Updated

A California lawyer reportedly is asking a federal judge to extend voter registration past the Monday deadline, alleging the state’s rules on the June 7 presidential primary is causing widespread confusion.

The presidential contests are controlled by the state’s Democratic and Republican parties, unlike statewide primaries in which voters can choose any candidate regardless of their political party, according to The Los Angeles Times, which first reported the story.

Democrats have opened their primary between front-runner Hillary Clinton and Vermont Sen. Bernie Sanders to voters who have no political affiliation.

However, the lawsuit alleges that elections officials in some of California's 58 counties aren't making that provision clear to unaffiliated voters.

Supporters of Sanders, whose candidacy has been boosted in other states by independent voters, are focused on the state's so-called "no party preference" voters, considering they account for roughly one-quarter of the state’s registered electorate.

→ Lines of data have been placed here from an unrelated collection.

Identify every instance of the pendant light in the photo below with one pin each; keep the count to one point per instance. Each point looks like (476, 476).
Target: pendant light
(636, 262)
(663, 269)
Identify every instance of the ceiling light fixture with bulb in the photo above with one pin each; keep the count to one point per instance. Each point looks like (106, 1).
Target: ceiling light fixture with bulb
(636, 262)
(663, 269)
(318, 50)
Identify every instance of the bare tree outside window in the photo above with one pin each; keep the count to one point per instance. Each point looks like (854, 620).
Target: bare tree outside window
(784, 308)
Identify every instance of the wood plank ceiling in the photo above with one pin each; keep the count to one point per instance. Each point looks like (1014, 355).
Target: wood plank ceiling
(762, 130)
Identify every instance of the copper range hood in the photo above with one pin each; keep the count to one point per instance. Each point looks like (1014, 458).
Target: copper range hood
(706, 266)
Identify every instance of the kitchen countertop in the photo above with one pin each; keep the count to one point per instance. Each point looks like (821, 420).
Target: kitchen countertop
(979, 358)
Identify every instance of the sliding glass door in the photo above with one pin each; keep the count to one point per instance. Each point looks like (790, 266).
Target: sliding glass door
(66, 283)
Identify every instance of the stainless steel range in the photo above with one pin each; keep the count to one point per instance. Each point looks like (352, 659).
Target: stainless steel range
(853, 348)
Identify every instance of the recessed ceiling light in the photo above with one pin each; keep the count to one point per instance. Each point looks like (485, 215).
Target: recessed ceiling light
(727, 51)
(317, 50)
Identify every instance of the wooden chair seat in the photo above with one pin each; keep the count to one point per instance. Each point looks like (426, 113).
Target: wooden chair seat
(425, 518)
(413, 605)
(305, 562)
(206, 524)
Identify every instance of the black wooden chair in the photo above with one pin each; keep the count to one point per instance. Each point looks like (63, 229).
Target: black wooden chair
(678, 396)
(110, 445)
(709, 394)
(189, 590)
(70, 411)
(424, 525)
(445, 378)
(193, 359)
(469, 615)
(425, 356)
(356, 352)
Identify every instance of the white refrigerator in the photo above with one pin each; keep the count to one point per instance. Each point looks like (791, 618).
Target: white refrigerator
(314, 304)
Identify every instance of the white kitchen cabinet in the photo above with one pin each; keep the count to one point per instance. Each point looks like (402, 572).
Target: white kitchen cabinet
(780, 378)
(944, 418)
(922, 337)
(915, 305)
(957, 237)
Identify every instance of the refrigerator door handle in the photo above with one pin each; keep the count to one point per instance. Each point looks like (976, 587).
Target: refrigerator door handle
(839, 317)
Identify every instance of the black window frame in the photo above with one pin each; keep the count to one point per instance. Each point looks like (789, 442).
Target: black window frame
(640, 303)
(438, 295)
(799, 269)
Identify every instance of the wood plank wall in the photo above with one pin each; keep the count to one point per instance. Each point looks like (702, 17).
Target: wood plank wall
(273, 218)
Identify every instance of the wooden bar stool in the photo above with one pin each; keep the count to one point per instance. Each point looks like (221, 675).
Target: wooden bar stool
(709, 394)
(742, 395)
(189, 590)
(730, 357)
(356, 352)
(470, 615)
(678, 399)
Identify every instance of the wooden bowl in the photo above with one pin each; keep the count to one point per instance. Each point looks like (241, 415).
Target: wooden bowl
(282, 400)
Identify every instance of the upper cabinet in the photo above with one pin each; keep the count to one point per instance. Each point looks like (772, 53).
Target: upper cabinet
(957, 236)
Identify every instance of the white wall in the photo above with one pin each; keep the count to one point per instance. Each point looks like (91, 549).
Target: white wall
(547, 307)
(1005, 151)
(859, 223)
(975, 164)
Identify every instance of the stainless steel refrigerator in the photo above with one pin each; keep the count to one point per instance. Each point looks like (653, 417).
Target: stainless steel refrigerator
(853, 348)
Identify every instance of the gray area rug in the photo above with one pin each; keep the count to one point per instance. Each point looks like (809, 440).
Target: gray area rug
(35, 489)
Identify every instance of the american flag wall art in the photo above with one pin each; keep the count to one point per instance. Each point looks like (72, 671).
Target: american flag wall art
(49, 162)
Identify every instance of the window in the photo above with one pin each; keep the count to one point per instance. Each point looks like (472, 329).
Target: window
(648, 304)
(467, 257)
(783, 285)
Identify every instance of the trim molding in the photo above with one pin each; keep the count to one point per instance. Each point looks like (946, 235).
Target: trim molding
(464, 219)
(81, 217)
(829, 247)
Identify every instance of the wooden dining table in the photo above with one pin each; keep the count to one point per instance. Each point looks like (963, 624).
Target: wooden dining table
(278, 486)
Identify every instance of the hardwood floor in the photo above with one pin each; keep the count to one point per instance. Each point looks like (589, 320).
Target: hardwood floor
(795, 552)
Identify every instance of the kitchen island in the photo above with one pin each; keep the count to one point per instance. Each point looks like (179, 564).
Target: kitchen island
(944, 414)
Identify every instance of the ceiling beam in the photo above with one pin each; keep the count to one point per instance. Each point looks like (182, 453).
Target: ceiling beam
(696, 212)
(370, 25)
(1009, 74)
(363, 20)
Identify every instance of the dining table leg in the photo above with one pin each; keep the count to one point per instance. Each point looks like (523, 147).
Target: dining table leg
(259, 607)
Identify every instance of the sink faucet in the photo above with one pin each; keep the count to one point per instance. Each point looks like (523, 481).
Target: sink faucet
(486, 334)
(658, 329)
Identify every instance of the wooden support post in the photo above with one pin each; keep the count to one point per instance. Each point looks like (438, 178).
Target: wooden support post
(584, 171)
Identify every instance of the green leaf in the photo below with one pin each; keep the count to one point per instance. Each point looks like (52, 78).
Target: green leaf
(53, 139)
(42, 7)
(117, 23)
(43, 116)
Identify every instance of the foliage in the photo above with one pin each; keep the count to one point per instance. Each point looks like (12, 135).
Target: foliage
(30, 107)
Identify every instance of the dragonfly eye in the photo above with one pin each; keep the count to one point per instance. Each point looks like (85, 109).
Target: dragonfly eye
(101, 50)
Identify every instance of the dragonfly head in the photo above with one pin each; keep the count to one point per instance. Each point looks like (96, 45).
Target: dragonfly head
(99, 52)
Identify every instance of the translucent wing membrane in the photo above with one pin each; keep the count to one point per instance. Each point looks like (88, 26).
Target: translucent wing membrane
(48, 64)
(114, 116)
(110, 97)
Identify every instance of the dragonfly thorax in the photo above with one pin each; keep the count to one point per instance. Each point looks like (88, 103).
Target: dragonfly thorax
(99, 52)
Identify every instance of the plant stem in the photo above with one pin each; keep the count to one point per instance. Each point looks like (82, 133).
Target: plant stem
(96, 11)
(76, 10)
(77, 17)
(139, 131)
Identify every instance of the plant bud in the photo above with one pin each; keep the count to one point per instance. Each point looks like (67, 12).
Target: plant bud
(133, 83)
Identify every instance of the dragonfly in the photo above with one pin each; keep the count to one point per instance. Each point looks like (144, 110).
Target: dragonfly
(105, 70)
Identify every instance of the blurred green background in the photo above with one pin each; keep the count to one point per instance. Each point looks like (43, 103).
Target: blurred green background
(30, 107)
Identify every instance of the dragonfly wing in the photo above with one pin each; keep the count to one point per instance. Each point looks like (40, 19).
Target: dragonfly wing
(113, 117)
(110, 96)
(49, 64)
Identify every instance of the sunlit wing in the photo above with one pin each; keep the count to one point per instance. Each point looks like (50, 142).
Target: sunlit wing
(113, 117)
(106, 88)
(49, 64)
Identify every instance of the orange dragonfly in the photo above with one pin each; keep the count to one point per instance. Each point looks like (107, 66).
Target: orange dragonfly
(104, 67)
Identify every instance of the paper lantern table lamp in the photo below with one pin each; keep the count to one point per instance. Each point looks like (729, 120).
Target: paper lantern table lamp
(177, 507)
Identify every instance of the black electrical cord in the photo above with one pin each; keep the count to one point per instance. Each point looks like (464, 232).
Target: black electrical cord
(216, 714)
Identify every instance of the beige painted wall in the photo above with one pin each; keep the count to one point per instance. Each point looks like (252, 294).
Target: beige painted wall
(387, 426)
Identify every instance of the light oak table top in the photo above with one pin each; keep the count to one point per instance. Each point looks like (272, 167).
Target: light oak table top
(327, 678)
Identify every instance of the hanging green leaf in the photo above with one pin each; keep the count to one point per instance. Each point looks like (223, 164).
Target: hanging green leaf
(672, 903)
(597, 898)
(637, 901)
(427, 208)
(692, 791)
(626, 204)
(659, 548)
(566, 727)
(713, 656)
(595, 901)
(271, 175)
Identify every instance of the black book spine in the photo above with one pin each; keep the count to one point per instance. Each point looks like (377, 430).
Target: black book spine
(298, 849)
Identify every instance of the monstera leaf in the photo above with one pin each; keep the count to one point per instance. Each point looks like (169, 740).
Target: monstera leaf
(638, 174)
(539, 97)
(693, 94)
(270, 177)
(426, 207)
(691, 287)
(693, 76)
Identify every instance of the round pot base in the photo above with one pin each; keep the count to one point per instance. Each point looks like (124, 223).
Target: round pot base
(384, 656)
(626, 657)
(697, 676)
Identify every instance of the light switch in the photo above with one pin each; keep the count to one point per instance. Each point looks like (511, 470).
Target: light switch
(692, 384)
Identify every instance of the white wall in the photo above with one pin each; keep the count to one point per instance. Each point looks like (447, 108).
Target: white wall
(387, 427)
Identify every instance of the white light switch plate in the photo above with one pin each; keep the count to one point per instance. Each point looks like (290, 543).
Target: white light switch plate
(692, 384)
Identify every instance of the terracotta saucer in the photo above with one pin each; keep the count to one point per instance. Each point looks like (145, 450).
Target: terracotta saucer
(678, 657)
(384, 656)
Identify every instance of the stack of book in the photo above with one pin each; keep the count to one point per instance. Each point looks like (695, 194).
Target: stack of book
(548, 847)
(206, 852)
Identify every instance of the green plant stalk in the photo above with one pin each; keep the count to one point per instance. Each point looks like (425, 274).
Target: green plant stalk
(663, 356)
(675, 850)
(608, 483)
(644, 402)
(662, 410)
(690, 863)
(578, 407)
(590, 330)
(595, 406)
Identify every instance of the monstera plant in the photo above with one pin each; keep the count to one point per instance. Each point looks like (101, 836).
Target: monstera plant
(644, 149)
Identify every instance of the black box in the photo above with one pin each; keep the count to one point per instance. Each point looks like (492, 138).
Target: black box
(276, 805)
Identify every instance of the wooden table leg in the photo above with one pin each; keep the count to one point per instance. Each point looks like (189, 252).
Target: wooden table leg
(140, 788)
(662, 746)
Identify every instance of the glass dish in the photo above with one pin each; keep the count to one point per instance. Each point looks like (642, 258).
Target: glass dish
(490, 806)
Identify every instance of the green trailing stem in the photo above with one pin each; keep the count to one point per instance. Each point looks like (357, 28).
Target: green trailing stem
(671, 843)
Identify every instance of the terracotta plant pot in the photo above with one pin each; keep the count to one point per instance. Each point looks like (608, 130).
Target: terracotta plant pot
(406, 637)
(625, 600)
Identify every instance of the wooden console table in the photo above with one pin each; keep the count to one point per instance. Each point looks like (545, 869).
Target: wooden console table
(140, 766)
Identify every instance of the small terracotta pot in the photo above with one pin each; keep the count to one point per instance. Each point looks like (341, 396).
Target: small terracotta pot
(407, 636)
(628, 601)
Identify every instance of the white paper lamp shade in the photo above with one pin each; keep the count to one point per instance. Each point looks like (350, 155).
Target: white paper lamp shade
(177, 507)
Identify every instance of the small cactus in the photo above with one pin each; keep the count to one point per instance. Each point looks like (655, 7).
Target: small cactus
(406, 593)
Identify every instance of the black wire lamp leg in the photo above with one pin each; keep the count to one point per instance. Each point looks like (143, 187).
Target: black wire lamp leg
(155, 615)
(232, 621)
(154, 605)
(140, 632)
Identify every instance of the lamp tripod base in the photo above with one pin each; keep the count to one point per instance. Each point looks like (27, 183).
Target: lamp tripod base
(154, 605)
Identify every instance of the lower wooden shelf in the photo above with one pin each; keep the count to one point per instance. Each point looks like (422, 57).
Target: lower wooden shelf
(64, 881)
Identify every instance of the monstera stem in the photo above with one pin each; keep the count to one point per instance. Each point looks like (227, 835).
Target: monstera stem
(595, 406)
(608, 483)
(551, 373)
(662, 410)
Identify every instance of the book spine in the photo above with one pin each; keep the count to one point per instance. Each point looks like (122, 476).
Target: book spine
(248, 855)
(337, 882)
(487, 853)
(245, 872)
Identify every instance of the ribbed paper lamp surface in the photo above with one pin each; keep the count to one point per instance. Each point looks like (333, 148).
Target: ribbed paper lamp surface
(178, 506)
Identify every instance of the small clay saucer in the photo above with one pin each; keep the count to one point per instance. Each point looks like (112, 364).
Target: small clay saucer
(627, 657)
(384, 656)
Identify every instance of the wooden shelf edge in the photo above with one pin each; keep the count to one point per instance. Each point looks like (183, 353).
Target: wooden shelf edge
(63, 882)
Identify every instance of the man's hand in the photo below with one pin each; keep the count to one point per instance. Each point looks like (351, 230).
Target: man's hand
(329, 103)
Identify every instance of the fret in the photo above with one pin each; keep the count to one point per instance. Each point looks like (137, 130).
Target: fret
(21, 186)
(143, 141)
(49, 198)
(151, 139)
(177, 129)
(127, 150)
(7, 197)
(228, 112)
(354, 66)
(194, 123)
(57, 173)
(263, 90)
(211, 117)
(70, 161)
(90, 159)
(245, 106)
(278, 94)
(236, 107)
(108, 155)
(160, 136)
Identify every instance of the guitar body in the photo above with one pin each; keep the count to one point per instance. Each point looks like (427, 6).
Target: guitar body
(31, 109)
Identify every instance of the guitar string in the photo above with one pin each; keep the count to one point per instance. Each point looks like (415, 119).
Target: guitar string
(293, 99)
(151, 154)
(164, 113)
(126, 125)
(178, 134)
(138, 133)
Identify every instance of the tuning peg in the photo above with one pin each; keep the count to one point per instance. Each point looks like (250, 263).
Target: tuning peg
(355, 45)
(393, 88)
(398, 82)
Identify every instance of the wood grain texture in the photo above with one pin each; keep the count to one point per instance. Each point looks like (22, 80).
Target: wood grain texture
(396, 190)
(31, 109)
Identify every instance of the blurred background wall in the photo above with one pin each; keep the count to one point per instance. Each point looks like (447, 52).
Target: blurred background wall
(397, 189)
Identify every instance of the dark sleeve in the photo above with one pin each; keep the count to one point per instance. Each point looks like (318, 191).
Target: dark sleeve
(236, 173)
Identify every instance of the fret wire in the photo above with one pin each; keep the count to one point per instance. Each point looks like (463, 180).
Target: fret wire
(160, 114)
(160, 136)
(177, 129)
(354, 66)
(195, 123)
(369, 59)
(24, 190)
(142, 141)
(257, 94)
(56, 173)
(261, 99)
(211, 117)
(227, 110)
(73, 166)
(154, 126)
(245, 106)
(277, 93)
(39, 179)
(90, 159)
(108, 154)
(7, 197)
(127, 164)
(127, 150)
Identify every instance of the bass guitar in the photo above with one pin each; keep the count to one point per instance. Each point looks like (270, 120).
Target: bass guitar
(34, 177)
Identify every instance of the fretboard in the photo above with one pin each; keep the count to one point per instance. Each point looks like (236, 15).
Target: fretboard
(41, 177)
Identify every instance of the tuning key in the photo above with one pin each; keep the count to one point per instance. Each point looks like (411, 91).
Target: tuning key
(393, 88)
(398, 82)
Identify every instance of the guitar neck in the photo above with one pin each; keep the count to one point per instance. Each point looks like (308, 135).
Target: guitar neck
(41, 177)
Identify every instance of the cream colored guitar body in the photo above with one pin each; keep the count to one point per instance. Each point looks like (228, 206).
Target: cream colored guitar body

According to the paper, Sanders volunteers were announcing to the crowd going into a campaign rally last week in Carson, Calif., that they had to be registered as either unaffiliated or a Democrat to vote. And those who were not were given step-by-step instructions about the process.

The suit was filed Friday by Oakland civil rights attorney William Simpich, according to The Los Angeles Times.

He said a judge should require state elections officials to conduct a broad public-awareness campaign about the voting rules before May 31, the deadline for requesting a ballot by mail. And he wants voter registration to be extended through the June 7 balloting.

Clinton only needs about 90 of the 939 delegates still available in their party’s remaining seven contests to clinch the nomination, with 475 of them at stake in California.

The Republican Party did not open its California presidential primary, in which Donald Trump is running uncontested, to unaffiliated voters.